You seem to spend a lot of time screaming at clouds. The dynamics of this contagion are complex and unpredictable. The community response to the disease is uncoordinated and haphazard. Your perspective seems to disregard these complexities and are biased toward conspiracies and magical thinking. The resultant blow-by-blow, passive aggressive snark creates a fundamental fatigue for me. Should I just put you on my 'ignore list'?
https://www.washingtonpost.com/heal...f39bf4-fdad-11ea-8d05-9beaaa91c71f_story.html Even the Washington Post admits kids aren't at risk of Covid. Lets open all schools asap before too many kids are permanently harmed from not being in school, especially those that are near the poverty line.
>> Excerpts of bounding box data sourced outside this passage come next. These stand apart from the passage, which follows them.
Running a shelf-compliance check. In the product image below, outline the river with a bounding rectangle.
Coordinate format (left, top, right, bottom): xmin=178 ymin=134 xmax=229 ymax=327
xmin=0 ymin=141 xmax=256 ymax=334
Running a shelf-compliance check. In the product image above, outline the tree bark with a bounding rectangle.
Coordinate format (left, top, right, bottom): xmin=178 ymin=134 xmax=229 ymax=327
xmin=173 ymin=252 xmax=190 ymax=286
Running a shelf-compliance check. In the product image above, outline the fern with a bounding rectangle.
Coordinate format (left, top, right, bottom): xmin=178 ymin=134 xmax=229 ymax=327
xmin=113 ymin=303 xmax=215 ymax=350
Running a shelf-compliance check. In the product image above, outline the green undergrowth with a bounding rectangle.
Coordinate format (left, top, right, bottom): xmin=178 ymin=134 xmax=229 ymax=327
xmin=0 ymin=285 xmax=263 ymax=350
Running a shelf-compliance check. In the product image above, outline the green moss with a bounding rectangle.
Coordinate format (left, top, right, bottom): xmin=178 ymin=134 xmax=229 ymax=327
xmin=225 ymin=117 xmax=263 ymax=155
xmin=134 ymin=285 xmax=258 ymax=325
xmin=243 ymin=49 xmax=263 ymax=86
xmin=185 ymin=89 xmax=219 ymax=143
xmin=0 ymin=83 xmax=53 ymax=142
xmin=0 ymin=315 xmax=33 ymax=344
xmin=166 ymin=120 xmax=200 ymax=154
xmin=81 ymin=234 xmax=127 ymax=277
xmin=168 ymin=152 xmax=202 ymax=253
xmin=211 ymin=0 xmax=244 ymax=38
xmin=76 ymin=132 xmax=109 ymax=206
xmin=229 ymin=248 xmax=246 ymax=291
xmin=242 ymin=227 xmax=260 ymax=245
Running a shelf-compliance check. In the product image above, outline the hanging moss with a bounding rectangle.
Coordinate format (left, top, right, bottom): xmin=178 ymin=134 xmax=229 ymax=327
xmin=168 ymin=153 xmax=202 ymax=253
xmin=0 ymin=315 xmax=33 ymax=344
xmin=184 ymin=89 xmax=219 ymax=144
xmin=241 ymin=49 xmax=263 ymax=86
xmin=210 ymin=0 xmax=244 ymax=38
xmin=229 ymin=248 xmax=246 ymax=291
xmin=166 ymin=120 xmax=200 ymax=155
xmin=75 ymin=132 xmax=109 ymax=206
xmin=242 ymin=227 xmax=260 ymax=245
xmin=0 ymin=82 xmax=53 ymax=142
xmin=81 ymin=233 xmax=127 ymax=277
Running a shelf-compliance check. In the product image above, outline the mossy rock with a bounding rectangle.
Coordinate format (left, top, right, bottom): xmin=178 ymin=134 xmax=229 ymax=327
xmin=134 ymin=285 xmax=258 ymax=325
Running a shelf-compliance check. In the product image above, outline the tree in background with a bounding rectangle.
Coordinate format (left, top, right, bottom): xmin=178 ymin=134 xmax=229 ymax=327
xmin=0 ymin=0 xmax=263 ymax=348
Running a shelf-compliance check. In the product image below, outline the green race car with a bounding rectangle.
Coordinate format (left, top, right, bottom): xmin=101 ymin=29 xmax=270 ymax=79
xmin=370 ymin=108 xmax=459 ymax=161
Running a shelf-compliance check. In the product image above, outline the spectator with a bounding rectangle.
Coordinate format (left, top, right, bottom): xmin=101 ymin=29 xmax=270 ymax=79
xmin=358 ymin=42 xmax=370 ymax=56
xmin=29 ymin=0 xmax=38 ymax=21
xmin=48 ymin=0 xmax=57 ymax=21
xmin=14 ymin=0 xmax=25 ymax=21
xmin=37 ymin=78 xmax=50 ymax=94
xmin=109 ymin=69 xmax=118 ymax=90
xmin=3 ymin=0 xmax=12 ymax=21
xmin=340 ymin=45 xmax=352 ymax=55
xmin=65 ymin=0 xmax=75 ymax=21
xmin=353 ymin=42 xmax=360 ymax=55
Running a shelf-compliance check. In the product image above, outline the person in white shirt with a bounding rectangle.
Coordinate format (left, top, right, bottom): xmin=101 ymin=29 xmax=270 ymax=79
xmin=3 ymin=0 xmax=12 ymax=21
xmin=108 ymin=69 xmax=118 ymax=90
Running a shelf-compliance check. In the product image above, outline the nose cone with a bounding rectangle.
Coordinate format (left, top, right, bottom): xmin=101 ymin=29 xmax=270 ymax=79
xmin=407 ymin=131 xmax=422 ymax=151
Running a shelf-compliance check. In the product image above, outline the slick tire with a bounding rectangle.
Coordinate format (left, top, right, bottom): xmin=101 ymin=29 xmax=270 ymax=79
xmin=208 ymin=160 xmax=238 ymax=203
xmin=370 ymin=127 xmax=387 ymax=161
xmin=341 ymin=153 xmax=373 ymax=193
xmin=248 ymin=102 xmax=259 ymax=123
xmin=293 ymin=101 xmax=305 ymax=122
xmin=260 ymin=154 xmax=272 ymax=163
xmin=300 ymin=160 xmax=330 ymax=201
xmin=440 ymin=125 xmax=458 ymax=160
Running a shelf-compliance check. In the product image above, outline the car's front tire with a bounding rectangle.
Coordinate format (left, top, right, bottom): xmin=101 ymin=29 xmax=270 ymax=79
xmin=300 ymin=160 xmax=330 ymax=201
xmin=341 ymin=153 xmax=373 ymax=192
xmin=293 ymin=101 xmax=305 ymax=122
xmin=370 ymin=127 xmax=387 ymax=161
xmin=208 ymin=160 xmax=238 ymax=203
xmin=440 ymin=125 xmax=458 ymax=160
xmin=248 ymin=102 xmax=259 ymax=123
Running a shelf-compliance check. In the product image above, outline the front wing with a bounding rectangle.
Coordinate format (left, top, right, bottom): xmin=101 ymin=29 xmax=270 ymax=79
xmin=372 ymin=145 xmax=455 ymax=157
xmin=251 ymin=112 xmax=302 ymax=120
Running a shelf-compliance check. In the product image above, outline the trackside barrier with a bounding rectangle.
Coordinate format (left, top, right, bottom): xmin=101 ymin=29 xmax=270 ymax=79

The issue is kids need teachers, bus drivers, administrators, and a whole other list of adults to make school something other than a waste of time. And all these people are adults. They are all at higher risk than the kids. Arizona has let each school district to decide if/when to reopen. Most schools reopened in the last three to four weeks or so, and state data has shown a 1% increase in positive tests in the last two weeks. There are also some football programs that have had multiple tests, including a school in N. Phoenix, and one in Scottsdale. Teams and coaches are now in quarantine, and a few games have been postponed. Hopefully, none of the coaches or parents get sick. Because they too are adults, and are at higher risk. Now admittedly, the schools being open has not caused a meteoric rise in cases. That's because mask and social distancing protocols have been strictly adhered to. It does make in-person school at least manageable. But it is an increased risk, and about 300 teachers, state-wide, who are either 50 or older or with other pre-existing conditions have quit so far this year, adding to an already teacher shortage problem in the state.
You answered your own question. Schools being open hasn't caused an outbreak. Get kids back into schools who want to attend in person. Same with teachers.